- The Washington Times - Thursday, June 17, 2021

Fears of being “associated with Trump” kept scientists from speaking out about a possible lab leak from the Wuhan Institute of Virology in 2020, according to at least one researcher now calling for a probe into the possibility.

Alina Chan, a postdoctoral associate at the Broad Institute of MIT and Harvard University, admitted to staying mum this week while speaking to NBC News about COVID-19’s origins.

“At the time, it was scarier to be associated with Trump and to become a tool for racists, so people didn’t want to publicly call for an investigation into lab origins,” she said Wednesday.

Ms. Chan was among the 18 scientists who last month called for a more thorough investigation of the “lab-leak hypothesis” in an open letter published in the prestigious journal Science.

Former President Trump was blasted by pundits throughout the pandemic as a racist for repeatedly spotlighting the contagion’s origins.



Similarly, social media giants banned or suppressed talk about the possibility that the virus came from the Wuhan Institute, whether released deliberately or accidentally, labeling it a conspiracy theory.

Ms.

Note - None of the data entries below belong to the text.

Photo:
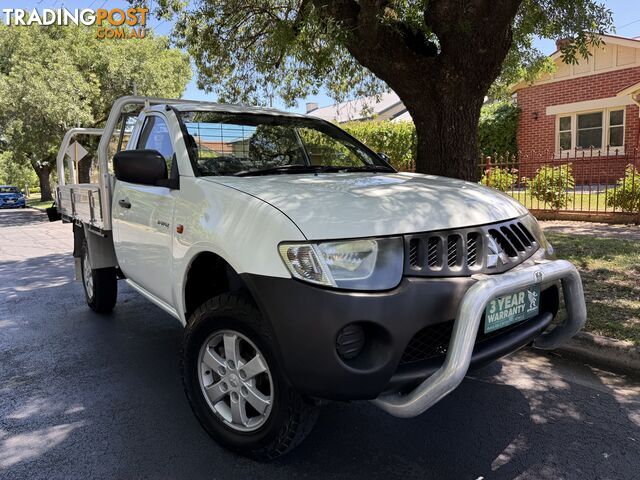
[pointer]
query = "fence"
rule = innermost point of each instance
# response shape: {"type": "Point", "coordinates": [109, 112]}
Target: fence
{"type": "Point", "coordinates": [591, 184]}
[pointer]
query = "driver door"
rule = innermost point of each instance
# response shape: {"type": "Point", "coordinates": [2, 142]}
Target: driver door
{"type": "Point", "coordinates": [143, 218]}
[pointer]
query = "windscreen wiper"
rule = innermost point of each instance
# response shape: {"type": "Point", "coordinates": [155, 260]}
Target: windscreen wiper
{"type": "Point", "coordinates": [312, 169]}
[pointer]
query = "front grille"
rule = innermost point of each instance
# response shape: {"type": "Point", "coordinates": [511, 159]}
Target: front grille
{"type": "Point", "coordinates": [490, 248]}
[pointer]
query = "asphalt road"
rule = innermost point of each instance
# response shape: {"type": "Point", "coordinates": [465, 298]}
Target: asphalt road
{"type": "Point", "coordinates": [86, 396]}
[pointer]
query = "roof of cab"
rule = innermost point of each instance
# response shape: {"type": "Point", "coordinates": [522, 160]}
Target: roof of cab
{"type": "Point", "coordinates": [227, 108]}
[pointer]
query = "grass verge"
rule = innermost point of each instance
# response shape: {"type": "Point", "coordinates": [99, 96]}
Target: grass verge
{"type": "Point", "coordinates": [610, 270]}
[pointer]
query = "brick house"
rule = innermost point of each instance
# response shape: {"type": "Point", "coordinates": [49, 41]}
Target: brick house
{"type": "Point", "coordinates": [585, 113]}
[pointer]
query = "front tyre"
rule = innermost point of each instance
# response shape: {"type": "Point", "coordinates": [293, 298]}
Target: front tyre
{"type": "Point", "coordinates": [235, 385]}
{"type": "Point", "coordinates": [100, 285]}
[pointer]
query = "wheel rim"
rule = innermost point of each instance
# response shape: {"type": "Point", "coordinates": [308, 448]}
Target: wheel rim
{"type": "Point", "coordinates": [235, 380]}
{"type": "Point", "coordinates": [87, 275]}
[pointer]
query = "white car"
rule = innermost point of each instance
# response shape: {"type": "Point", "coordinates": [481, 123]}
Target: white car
{"type": "Point", "coordinates": [305, 268]}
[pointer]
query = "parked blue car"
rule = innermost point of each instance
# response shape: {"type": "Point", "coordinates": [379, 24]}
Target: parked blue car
{"type": "Point", "coordinates": [11, 197]}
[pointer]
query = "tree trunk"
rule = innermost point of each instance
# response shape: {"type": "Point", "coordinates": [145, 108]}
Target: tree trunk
{"type": "Point", "coordinates": [447, 134]}
{"type": "Point", "coordinates": [44, 177]}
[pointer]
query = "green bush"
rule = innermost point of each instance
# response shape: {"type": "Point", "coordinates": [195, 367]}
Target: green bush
{"type": "Point", "coordinates": [626, 195]}
{"type": "Point", "coordinates": [498, 127]}
{"type": "Point", "coordinates": [500, 178]}
{"type": "Point", "coordinates": [550, 185]}
{"type": "Point", "coordinates": [396, 139]}
{"type": "Point", "coordinates": [15, 173]}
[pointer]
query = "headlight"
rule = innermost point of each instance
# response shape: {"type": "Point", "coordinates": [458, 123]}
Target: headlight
{"type": "Point", "coordinates": [369, 264]}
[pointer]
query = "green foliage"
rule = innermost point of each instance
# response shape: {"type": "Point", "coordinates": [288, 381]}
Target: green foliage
{"type": "Point", "coordinates": [550, 185]}
{"type": "Point", "coordinates": [500, 178]}
{"type": "Point", "coordinates": [626, 195]}
{"type": "Point", "coordinates": [54, 78]}
{"type": "Point", "coordinates": [15, 173]}
{"type": "Point", "coordinates": [396, 139]}
{"type": "Point", "coordinates": [498, 128]}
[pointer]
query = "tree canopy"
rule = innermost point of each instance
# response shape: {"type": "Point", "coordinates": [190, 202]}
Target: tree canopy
{"type": "Point", "coordinates": [442, 57]}
{"type": "Point", "coordinates": [55, 78]}
{"type": "Point", "coordinates": [252, 50]}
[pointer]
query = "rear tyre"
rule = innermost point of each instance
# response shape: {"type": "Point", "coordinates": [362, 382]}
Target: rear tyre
{"type": "Point", "coordinates": [100, 285]}
{"type": "Point", "coordinates": [235, 385]}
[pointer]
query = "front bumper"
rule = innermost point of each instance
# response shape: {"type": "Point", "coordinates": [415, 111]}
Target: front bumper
{"type": "Point", "coordinates": [306, 321]}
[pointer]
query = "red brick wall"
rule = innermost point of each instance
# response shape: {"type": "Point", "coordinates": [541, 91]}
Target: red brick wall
{"type": "Point", "coordinates": [536, 137]}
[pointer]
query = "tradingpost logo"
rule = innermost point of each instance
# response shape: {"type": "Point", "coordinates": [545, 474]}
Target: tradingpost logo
{"type": "Point", "coordinates": [112, 23]}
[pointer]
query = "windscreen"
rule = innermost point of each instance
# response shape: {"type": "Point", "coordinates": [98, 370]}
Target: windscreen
{"type": "Point", "coordinates": [230, 144]}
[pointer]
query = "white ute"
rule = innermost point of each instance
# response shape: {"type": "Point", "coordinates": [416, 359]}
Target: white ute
{"type": "Point", "coordinates": [303, 267]}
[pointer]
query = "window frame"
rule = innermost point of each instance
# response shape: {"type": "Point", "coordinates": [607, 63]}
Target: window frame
{"type": "Point", "coordinates": [606, 126]}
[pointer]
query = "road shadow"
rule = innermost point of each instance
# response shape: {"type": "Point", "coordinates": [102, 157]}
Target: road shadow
{"type": "Point", "coordinates": [94, 396]}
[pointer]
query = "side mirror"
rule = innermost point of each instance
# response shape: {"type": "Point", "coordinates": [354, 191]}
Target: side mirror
{"type": "Point", "coordinates": [146, 167]}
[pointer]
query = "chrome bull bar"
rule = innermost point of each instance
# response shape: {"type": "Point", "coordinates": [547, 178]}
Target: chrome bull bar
{"type": "Point", "coordinates": [467, 322]}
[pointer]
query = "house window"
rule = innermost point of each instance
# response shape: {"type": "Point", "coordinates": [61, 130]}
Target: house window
{"type": "Point", "coordinates": [565, 133]}
{"type": "Point", "coordinates": [591, 130]}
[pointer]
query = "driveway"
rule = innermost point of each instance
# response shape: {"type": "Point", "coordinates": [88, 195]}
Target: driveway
{"type": "Point", "coordinates": [87, 396]}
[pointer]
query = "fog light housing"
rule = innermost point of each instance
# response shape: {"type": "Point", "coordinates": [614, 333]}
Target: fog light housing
{"type": "Point", "coordinates": [350, 341]}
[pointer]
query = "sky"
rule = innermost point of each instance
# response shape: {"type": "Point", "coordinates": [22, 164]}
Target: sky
{"type": "Point", "coordinates": [626, 16]}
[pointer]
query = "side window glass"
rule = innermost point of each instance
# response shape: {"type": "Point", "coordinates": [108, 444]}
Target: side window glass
{"type": "Point", "coordinates": [155, 136]}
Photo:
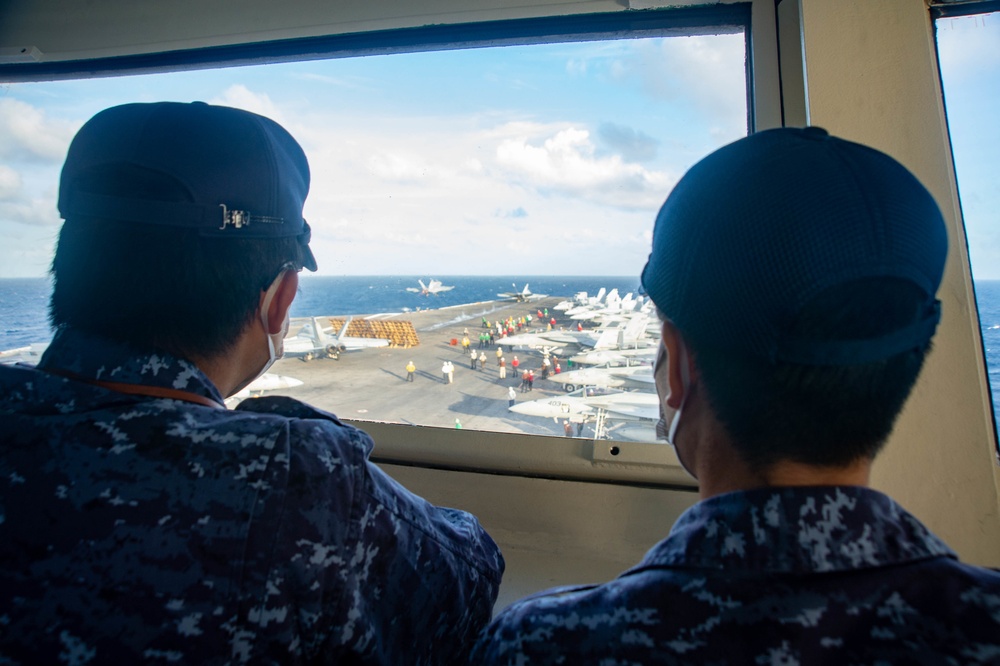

Chan acknowledged that the lab-leak hypothesis is unproven, but said clear-cut proof can’t be the standard.

“I know a lot of people want to have a smoking gun,” Ms. Chan said. “It’s more like breadcrumbs everywhere, and they’re not always leading in one direction. It’s like the whole floor is covered in breadcrumbs.”

Dr. Robert Redfield, the former director of the Centers for Disease Control and Prevention, told CNN in March that evidence he’s seen highly suggests a lab leak.

“That’s not implying any intentionality [on China‘s part], you know?” he told the network. “It’s my opinion, all right? But I am a virologist. I have spent my life in virology. I do not believe this somehow came from a bat to a human and, at that moment in time, the virus that came to the human became one of the most infectious viruses that we know in humanity for human-to-human transmission.”